Oh, dear me, Taliban soldiers aiming at U.S. troops. “Five marines and two Afghan soldiers have been struck here in recent days by bullets fired at long range,” Chivers wrote. “Some of the shooting has apparently been from Kalashnikov machine guns, the Marines say, mixed with sniper fire.” My, my, my, what will the Taliban fighters think of next? Imagine that, using Russian-made machine guns -- left perhaps years ago by fleeing Russian troops unable to subdue the Taliban.

Americans have long had what might be called a “perception problem.” For hundreds of years, Americans have viewed themselves as liberators, and as fighters for freedom. They have believed that they were overturning tyrannical regimes and bringing democracy to the rest of the world.

Granted, in World War II, Americans helped to defeat Nazi Germany, and free Europeans from fascism. That was one of the very few times that American troops were welcomed with open arms and applauded -- by the French, for example, and by Jews in concentration camps. But ever since then, time and time again, American troops -- whether in Korea or Vietnam, Iraq or Afghanistan -- have been shot at and killed with the aim of driving them out of those countries. The foes have often been sharpshooters and snipers. That is what happens in war, and as William T. Sherman observed at the time of the American Civil War, “War is hell.”
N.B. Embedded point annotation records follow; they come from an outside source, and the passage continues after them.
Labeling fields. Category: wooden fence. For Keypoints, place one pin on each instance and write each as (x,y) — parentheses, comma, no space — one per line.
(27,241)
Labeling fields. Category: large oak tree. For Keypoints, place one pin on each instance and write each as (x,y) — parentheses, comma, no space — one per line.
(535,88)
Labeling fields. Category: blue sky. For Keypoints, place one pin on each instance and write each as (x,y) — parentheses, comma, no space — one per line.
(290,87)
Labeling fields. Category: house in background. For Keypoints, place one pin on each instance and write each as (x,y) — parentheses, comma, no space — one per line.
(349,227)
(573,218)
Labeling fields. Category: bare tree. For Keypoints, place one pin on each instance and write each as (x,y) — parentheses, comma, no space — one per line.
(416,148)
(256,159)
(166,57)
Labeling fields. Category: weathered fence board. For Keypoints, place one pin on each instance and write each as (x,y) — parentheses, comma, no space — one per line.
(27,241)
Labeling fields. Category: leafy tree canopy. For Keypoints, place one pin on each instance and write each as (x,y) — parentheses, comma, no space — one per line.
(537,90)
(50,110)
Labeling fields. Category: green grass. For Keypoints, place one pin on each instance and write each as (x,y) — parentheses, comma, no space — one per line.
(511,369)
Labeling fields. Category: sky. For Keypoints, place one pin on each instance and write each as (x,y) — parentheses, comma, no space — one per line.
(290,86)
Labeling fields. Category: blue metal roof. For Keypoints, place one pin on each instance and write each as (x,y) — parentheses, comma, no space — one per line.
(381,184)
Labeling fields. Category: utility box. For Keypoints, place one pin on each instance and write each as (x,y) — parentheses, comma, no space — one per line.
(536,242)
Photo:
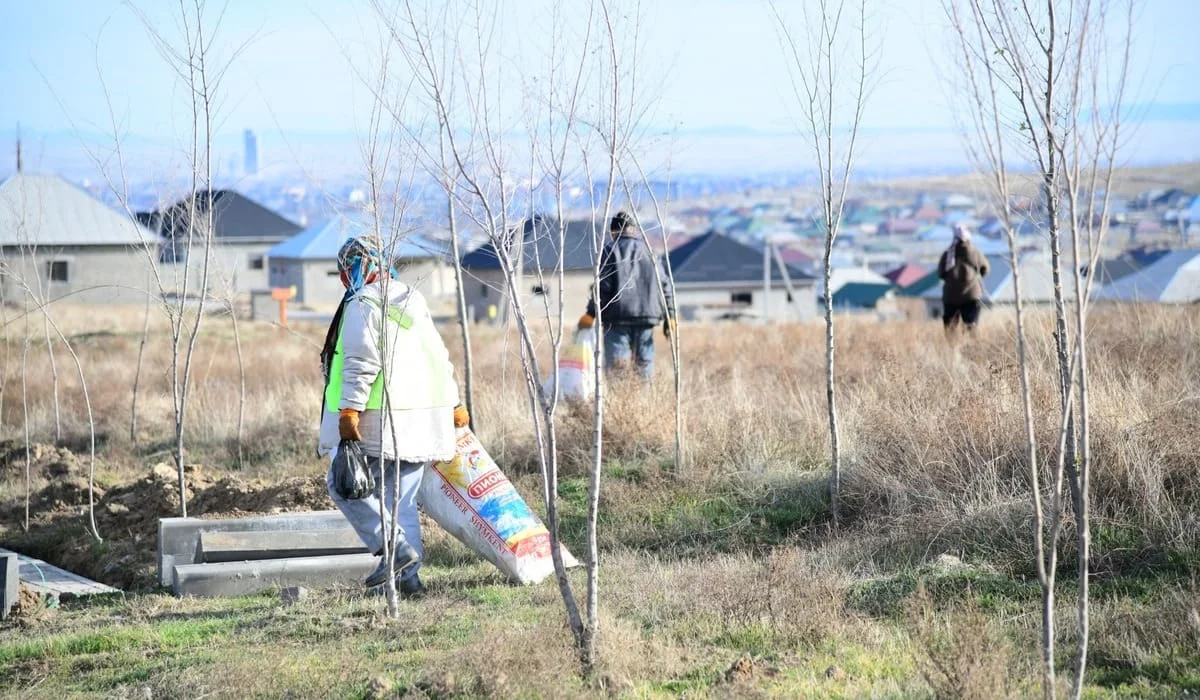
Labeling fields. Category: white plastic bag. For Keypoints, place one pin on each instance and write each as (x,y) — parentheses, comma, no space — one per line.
(575,374)
(472,498)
I wish it were not hell. I wish wars were picnics. I wish that American troops did not die or have to die. I want all troops to come home safely. But I also know my history. I know that American troops have been shot at again and again in countries all over the world. To expect that they won’t be shot at is an example of that sort of American innocence that has worn awfully thin after centuries of American invasions of other countries. That American innocence is now a deadly infection, and a contagious disease.
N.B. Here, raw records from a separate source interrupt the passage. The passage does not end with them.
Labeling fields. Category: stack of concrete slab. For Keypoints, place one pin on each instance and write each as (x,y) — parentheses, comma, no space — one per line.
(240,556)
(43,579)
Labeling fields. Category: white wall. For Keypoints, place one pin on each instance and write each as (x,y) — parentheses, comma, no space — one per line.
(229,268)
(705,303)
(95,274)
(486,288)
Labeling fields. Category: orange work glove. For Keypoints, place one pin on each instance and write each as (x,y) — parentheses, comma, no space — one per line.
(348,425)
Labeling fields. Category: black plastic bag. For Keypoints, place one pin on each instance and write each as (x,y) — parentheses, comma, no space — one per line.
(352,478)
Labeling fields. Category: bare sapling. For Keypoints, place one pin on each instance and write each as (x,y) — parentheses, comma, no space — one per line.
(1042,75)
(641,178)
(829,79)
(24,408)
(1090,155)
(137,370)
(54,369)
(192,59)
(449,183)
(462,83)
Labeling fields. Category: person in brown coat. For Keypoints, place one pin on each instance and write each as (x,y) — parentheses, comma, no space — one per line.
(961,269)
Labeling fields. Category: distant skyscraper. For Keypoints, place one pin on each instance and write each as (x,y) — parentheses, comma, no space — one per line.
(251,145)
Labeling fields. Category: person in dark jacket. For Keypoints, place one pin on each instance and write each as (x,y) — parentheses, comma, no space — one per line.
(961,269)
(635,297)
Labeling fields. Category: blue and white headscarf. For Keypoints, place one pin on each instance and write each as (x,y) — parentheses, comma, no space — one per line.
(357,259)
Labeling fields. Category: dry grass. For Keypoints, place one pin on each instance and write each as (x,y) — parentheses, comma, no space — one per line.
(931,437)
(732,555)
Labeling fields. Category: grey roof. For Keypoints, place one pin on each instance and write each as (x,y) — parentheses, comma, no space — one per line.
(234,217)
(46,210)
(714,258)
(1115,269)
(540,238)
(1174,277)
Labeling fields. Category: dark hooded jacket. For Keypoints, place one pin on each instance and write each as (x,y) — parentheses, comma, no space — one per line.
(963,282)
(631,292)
The story is the same over and over again. It is in many ways the same story that unfolded in New England in the 17th century, when the English colonists battled the Indians, and the Indians battled back. Roger Williams ought to have known better. He should have understood that once the English lied to the Indians, kidnapped them, took their land and robbed them of their rights and freedoms they would meet with armed resistance. Even Indians who had used bows and arrows learned to use muskets and to take deadly aim.
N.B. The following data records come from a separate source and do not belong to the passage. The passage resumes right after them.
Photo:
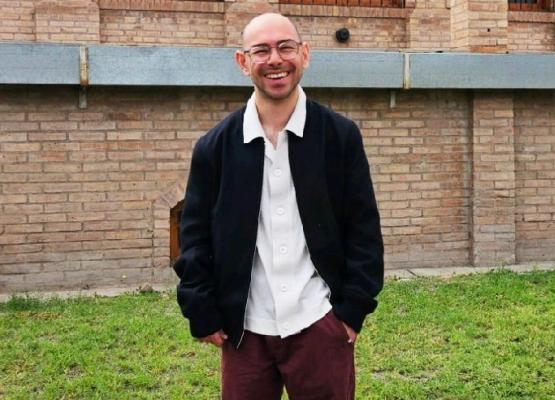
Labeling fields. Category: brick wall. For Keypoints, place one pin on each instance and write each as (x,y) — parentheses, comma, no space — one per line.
(460,25)
(161,27)
(85,194)
(78,187)
(17,22)
(531,32)
(535,175)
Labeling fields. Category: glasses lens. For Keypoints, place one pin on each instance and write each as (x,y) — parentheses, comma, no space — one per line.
(260,54)
(288,50)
To expect that the people of Afghanistan will greet the Americans with open arms is delusional. It does this country and our soldiers and citizens a grievous harm. The New York Times might give the reporter C.J. Chives the assignment of writing a story about why Taliban snipers are shooting bullets at U.S. Marines and killing them.

We know they are. We know where, when, how, and with what. Tell us why please. Perhaps if we understood their reasons we might be able to extricate ourselves from the myth of our own innocence that condemns us to send soldiers to countries around the world where they are killed.

In 1675, when King Philip’s forces engaged in guerrilla warfare with the colonists, Roger Williams wrote, “it is not possible at present to keep peace with these barbarous men of blood.” He added that they “are as justly to be repelled and subdued as wolves that assault the sheep.”

American military commanders tend to see the Taliban in a similar way, as “barbarous men of blood” who must “be repelled and subdued as wolves that assault the sheep.” But who are the real sheep and who are the real wolves? Who are the wolves in sheep’s clothing? And who are the sheep in wolves’s clothing?

Perhaps The New York Times and its reporter C. J. Chivers might answer those thorny questions, and not divide the world all-too neatly into innocent sheep and guilty wolves.

[Jonah Raskin teaches media at Sonoma State University and is the author of Field Days: A Year of Farming, Eating and Drinking Wine in California and The Mythology of Imperialism.]